Blast trauma is the primary cause of maxillofacial injury sustained by British service personnel on deployment, and the mandible is the maxillofacial structure most likely to be injured in combat, but there are few reports about the effect of blast trauma on it. The Joint Theatre Trauma Registry identified all mandibular fractures sustained by British servicemen secondary to blast injury between 1 January 2004 and 30 September 2009. These were matched to corresponding hospital notes from the Royal Centre for Defence Medicine (RCDM) for those evacuated servicemen and autopsy records for those who died of wounds. Seventy-four mandibular fractures were identified in 60 servicemen. Twenty-two soldiers were evacuated to the RCDM and the remaining 38 died from wounds. Fractures of the symphysis (39/106, 37%) and body (31/106, 29%) were more common than those of the angle (26/106, 25%) and condyle (10/106, 9%). This pattern of injury differs from that of civilian blunt trauma where the condyle is the site that is injured most often.
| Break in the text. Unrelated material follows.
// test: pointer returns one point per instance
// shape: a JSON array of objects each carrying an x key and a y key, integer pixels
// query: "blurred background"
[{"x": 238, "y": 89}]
Those fractures thought to result from the blast wave itself usually caused simple localised fractures, whereas those fractures thought to result from fragments of the blast caused comminution that affected several areas of the mandible. The pattern of fractures in personnel injured while they were inside a vehicle resembled that traditionally seen in blunt trauma, which supports the requirement for mandatory wearing of seat-belts in the rear of vehicles whenever tactically viable. All mandibular fractures in servicemen injured while in the turret of a vehicle had evidence of foreign bodies or radio-opaque fragments as a result of their exposed position. Many of these injuries could therefore be potentially prevented by the adoption of facial protection.